Rendement RJO Willem II/RKC*

Hoofdstuk 4 Visie en aanbeveling

Ons kwantitatieve praktijkonderzoek laat zien dat het rendement van voetbalopleidingen schrijnend is. Alleen bij PSV, Ajax, AZ en Feyenoord maak je een redelijke kans om na je opleiding tot betaald voetballer

daadwerkelijk profvoetballer te worden.

Structuurhervorming

Dat heeft een simpele oorzaak. Er zijn te veel opleidingen, waardoor het aanbod van jeugdspelers uit de opleiding tot beroepsvoetballer vele malen groter is dan de vraag naar profvoetballers. Ook na de hervormingen van 38 opleidingen naar 14 Regionale Jeugdopleidingen.

Het project Regionale Jeugdopleidingen moet het rendement van opleidingen verbeteren; het aantal talenten dat doorbreekt in het betaald voetbal moet verdubbelen van dertig naar zestig spelers per seizoen. Dat de KNVB deze aantallen baseert op een zeer magere, onvolledige en dus onjuiste analyse is overigens opmerkelijk te noemen.22 Piet Hubers, manager voetbaltechnische zaken bij de KNVB denkt dat er over zo’n twee à drie jaar een verbeterd rendement is te zien. Ook merkt hij dat clubs nu meer verantwoordelijkheid nemen om spelers breder op te leiden dan alleen tot profvoetballer. Om de afvallers een vangnet te bieden begon Sparta bijvoorbeeld vorig jaar met de MBO opleiding tot profvoetballer.

De nieuwe Regionale Jeugdopleidingen zijn bij eerste oogopslag dus een stap in de goede richting. Er zijn minder opleidingen en zodoende minder spelers die afvallen dan voorheen.

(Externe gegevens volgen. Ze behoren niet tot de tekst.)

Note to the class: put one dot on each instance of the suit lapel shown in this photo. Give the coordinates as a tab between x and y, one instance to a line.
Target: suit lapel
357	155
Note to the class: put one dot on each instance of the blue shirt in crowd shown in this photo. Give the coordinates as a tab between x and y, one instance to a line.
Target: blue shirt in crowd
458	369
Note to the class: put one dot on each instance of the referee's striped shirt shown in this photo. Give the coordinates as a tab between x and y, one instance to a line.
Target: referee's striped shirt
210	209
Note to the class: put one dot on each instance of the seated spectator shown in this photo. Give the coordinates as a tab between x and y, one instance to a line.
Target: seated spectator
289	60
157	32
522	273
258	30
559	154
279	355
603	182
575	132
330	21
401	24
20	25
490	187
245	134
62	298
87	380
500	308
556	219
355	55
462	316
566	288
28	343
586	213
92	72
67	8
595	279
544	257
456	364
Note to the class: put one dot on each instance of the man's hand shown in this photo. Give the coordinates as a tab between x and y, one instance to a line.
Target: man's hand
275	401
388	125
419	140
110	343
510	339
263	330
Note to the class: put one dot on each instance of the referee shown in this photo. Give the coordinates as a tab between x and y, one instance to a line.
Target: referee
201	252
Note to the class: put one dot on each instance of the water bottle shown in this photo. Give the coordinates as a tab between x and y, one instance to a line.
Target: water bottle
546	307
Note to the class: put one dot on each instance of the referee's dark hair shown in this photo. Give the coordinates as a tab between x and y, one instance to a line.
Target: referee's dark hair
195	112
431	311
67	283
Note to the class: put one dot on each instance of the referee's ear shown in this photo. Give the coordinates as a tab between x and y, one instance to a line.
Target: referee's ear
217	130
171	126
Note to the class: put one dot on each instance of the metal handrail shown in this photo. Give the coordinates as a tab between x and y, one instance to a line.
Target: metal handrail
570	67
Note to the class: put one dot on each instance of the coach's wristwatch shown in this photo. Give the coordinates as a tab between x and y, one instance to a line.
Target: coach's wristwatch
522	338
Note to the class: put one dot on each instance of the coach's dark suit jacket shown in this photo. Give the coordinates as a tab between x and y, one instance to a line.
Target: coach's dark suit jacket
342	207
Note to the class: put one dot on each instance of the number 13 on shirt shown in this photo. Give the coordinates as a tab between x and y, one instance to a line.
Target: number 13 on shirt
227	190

Maar ook wanneer de slagingskans verdubbelt, zoals de KNVB beoogt, blijft het aantal afvallers tragisch hoog.

Onze aanbeveling aan de KNVB is daarom opnieuw te hervormen. Deze keer rigoureus; niet alleen in de kwantiteit, maar in de structuur. De voetbalbond zou opleidingen moeten scheiden van BVO’s. Wij denken dat er in Nederland slechts ruimte is voor vier onafhankelijke ‘universiteiten’ tot profvoetballer in Noord-, Oost-, Zuid- en West-Nederland. De jeugdspelers kiezen daarna zelf hun club, net als in het echte bedrijfsleven. Met vier keer 18 spelers per lichting worden er dan 72 jongens op jaarbasis klaargestoomd voor het betaalde voetbal in Nederland. Met dit systeem krijg je pas echt clustering van talent en de besten tegen de besten. En er zijn geen honderden afvallers.

Natuurlijk zitten daar enige haken en ogen aan. Hoe vorm je bijvoorbeeld een competitie met slechts vier elftallen en wie brengt de financiën in? Daar zijn echter veel oplossingen voor te bedenken. Zo zou je een competitie zoals in Schotland kunnen opzetten; waar clubs minimaal drie keer tegen elkaar spelen. Om geld te genereren zou je een systeem kunnen bedenken waarin clubs een bepaald bedrag inleggen afhankelijk van het aantal spelers dat na de opleidingen voor hun club kiest.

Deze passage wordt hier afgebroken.